La Cour de justice de l’Union européenne, dans son arrêt du 5 septembre 2024, précise le champ d’application du motif de refus absolu d’enregistrement lié à la forme. Le litige initial porte sur la validité de marques constituées de motifs bidimensionnels destinés à être apposés sur des supports tels que du tissu. La juridiction nationale d’un État membre s’interrogeait sur l’applicabilité immédiate des modifications introduites par le règlement de 2015 et sur la définition juridique de la forme. La Cour est saisie d’une question préjudicielle afin de déterminer si des dessins décoratifs peuvent être assimilés à une forme au sens du droit européen. Les juges décident d’exclure l’application rétroactive de la norme nouvelle et rejettent la qualification de forme pour des motifs purement ornementaux. Cette solution garantit la protection des droits acquis tout en limitant strictement les exclusions à l’enregistrement des signes distinctifs sur le marché intérieur. L’analyse de cette décision suppose d’envisager d’abord la délimitation temporelle et matérielle du litige puis d’apprécier la portée de cette qualification sur la protection des marques.
I. La délimitation temporelle et matérielle du champ d’application A. L’exclusion de l’application rétroactive du règlement modifié La Cour affirme que le règlement n° 207/2009 modifié « n’est pas applicable à des marques enregistrées antérieurement à l’entrée en vigueur » de la réforme législative de 2015. Cette solution respecte le principe fondamental de sécurité juridique en protégeant les enregistrements effectués sous l’empire de la législation précédente. Les juges estiment que la validité d’un titre de propriété industrielle doit s’apprécier exclusivement selon les règles applicables au jour du dépôt de la demande. La modification introduite par le règlement 2015/2424 ne peut donc pas rétroagir pour annuler des droits déjà cristallisés dans le patrimoine des titulaires. Cette précision assure désormais une stabilité juridique indispensable aux divers opérateurs économiques agissant au sein du marché intérieur de l’Union européenne.

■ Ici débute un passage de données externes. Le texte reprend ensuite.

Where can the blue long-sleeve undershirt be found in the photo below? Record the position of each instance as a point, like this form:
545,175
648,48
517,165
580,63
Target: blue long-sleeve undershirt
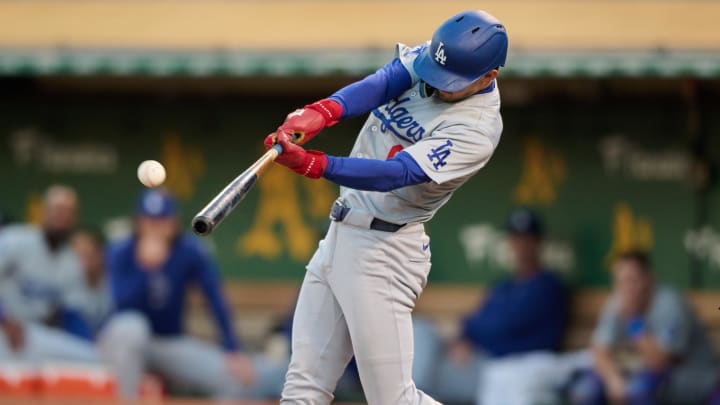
373,174
374,90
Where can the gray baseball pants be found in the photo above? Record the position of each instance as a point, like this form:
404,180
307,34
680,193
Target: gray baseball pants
357,298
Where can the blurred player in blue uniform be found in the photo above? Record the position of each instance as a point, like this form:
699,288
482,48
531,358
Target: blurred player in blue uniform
42,288
648,346
522,315
150,274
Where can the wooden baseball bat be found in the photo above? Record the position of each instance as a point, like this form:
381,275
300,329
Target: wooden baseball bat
220,207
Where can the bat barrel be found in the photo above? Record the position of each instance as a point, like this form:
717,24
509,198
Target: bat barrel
202,225
210,217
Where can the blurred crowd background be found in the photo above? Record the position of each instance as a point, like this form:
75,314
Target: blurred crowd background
595,226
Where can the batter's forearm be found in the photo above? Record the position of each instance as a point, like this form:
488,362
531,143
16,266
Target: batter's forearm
373,174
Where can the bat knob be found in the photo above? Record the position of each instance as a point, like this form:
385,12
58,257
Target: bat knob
202,225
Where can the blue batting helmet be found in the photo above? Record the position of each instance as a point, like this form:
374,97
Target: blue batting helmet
463,50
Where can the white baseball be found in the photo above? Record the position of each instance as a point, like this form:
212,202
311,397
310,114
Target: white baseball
151,173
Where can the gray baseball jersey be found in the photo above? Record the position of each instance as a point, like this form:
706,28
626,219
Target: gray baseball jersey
33,280
450,142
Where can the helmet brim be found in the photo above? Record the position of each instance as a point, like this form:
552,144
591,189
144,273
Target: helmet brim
435,75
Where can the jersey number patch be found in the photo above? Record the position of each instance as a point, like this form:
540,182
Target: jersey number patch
439,154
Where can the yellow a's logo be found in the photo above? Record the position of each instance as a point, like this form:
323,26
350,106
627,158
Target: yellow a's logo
279,224
629,232
542,173
184,166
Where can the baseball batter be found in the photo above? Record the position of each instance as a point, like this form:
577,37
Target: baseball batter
434,122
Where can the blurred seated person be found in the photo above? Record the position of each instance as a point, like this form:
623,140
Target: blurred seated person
526,313
150,274
648,346
89,246
42,288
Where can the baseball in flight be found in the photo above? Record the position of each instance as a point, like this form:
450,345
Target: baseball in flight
151,173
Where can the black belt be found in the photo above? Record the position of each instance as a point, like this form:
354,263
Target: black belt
339,211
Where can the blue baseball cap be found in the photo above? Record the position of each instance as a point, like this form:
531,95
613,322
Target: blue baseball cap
156,203
524,222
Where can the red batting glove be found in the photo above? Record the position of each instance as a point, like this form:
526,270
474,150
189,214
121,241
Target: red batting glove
308,121
309,163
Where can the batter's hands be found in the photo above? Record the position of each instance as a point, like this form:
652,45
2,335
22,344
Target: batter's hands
242,367
14,333
308,121
310,164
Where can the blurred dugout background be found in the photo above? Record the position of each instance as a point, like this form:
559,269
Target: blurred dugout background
611,121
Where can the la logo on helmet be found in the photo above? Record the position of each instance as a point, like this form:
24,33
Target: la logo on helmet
440,54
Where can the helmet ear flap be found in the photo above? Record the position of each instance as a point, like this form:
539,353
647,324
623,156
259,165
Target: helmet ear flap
426,90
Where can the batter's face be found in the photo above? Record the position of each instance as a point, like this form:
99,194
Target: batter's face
476,86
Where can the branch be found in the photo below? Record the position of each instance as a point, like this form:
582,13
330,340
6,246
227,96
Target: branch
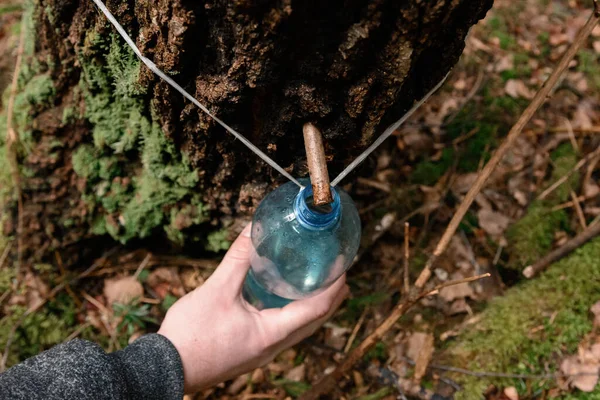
589,233
328,381
510,139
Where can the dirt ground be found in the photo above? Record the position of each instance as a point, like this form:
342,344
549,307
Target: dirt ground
505,337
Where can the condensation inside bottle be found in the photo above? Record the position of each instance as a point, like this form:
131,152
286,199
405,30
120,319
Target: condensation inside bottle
299,249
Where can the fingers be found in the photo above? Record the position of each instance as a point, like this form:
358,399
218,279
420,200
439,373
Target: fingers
302,313
311,328
232,271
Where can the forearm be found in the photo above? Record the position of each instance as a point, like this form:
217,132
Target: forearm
150,368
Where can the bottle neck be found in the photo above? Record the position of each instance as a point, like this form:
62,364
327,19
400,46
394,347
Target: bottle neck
316,217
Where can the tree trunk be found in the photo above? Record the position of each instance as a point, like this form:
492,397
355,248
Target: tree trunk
110,151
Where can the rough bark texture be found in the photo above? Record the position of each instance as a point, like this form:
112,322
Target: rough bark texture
112,150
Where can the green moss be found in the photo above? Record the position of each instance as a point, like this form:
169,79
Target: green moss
532,236
137,180
10,8
564,160
217,241
6,276
555,303
378,395
39,331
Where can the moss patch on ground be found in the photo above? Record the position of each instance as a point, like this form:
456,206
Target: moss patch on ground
137,181
556,304
531,237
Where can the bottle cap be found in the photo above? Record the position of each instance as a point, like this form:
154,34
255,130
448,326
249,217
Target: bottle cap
316,217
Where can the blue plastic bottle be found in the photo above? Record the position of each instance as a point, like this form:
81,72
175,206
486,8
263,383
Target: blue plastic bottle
299,249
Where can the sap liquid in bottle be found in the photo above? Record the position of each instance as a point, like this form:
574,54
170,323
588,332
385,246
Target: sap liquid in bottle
299,249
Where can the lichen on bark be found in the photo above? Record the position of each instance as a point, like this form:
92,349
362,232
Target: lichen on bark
117,151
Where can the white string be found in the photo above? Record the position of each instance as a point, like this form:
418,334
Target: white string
386,134
188,96
239,136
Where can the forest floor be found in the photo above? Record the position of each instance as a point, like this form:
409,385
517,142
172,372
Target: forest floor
505,337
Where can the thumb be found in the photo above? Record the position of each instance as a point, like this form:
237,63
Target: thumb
230,274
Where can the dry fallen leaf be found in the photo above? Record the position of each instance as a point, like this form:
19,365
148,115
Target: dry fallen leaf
238,384
595,309
511,393
420,349
517,88
168,278
296,374
588,379
122,290
492,222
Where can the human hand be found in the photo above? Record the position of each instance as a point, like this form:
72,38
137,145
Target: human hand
219,335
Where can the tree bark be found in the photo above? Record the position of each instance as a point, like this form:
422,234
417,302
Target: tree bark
112,151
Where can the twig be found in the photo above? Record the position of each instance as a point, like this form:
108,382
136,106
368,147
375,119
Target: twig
572,203
488,374
5,254
143,265
563,178
259,396
406,256
578,210
328,381
39,305
589,233
317,165
583,131
156,260
510,139
572,135
355,331
12,138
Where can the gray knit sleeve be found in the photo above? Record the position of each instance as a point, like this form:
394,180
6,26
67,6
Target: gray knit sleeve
149,368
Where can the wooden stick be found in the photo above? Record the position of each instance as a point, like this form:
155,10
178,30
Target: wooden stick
328,381
317,165
512,136
540,265
406,256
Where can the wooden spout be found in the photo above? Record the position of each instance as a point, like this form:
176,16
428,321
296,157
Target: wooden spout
317,165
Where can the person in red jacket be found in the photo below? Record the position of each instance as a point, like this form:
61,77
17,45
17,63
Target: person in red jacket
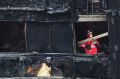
90,47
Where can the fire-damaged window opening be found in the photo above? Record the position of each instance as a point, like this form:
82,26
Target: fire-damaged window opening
100,34
12,37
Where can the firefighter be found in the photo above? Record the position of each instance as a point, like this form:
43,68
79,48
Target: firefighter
90,46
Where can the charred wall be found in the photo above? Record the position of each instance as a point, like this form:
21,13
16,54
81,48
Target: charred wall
114,35
50,37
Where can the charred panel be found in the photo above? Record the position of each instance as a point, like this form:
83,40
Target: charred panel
12,37
9,15
56,6
50,37
24,3
61,37
38,37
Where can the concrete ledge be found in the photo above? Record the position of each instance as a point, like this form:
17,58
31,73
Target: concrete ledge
92,18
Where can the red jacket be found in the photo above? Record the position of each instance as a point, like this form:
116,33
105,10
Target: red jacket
93,49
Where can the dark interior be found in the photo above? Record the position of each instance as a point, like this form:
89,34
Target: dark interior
12,37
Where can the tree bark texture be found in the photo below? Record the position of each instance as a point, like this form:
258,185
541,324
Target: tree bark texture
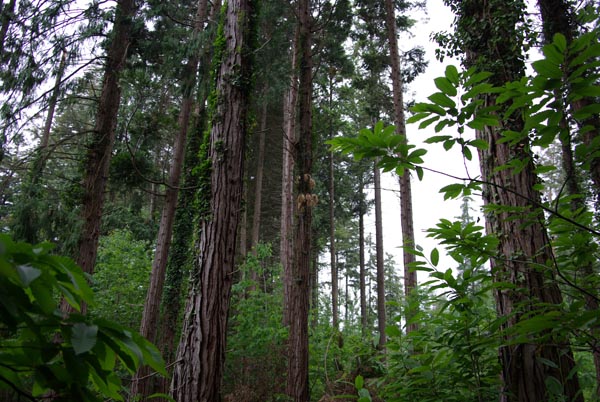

B. La distinction conceptuelle entre le motif décoratif et la forme La décision énonce qu’un signe consistant en des motifs bidimensionnels « n’est pas « constitué exclusivement par la forme », au sens de cette disposition ». Cette interprétation écarte l’application systématique de l’exclusion absolue aux dessins et modèles simplement apposés sur la surface d’un produit donné. La Cour différencie ainsi l’aspect ornemental extérieur de la structure tridimensionnelle ou de la configuration spatiale propre à l’objet servant de support. Un dessin imprimé sur un papier ne se confond pas avec la forme matérielle de ce papier au regard du droit des marques. Cette distinction protège la validité des signes graphiques complexes dont la fonction est purement décorative sans modifier la structure de l’objet.
Au-delà de cette délimitation rigoureuse des concepts, la Cour s’attache à préserver un équilibre entre la protection des marques et les impératifs de libre concurrence.
II. La préservation de la fonction de la marque face aux impératifs de concurrence A. L’interprétation restrictive de la notion de forme bidimensionnelle En jugeant que les motifs décoratifs échappent à la qualification de forme, la juridiction européenne limite l’extension des motifs de refus absolu d’enregistrement. Cette approche évite de priver de nombreux créateurs de la protection juridique nécessaire à la défense de leur identité visuelle sur le marché continental. Le juge privilégie une lecture téléologique pour s’assurer que seules les caractéristiques physiques essentielles de l’objet soient soustraites à l’appropriation privative. La jurisprudence cherche ainsi à empêcher le monopole sur des éléments fonctionnels tout en autorisant le dépôt de signes ornementaux parfaitement distinctifs. Cette décision confirme la volonté de ne pas entraver inutilement la liberté du commerce par une définition trop large de l’exclusion légale.
B. La portée de la décision sur la validité des marques ornementales La solution renforce la sécurité juridique des entreprises exploitant des motifs de surface sans influence directe sur la structure matérielle de leurs produits. Elle clarifie la frontière entre le droit des marques et celui des dessins et modèles pour les créations n’ayant qu’une valeur esthétique. La Cour offre un cadre prévisible aux titulaires de marques constituées de graphismes répétitifs destinés à identifier une origine commerciale précise. Cette jurisprudence permet de distinguer efficacement les signes donnant une valeur substantielle par leur forme de ceux qui demeurent purement ornementaux. L’arrêt assure finalement un équilibre entre la récompense de l’innovation esthétique et le maintien d’une concurrence saine au sein de l’Union.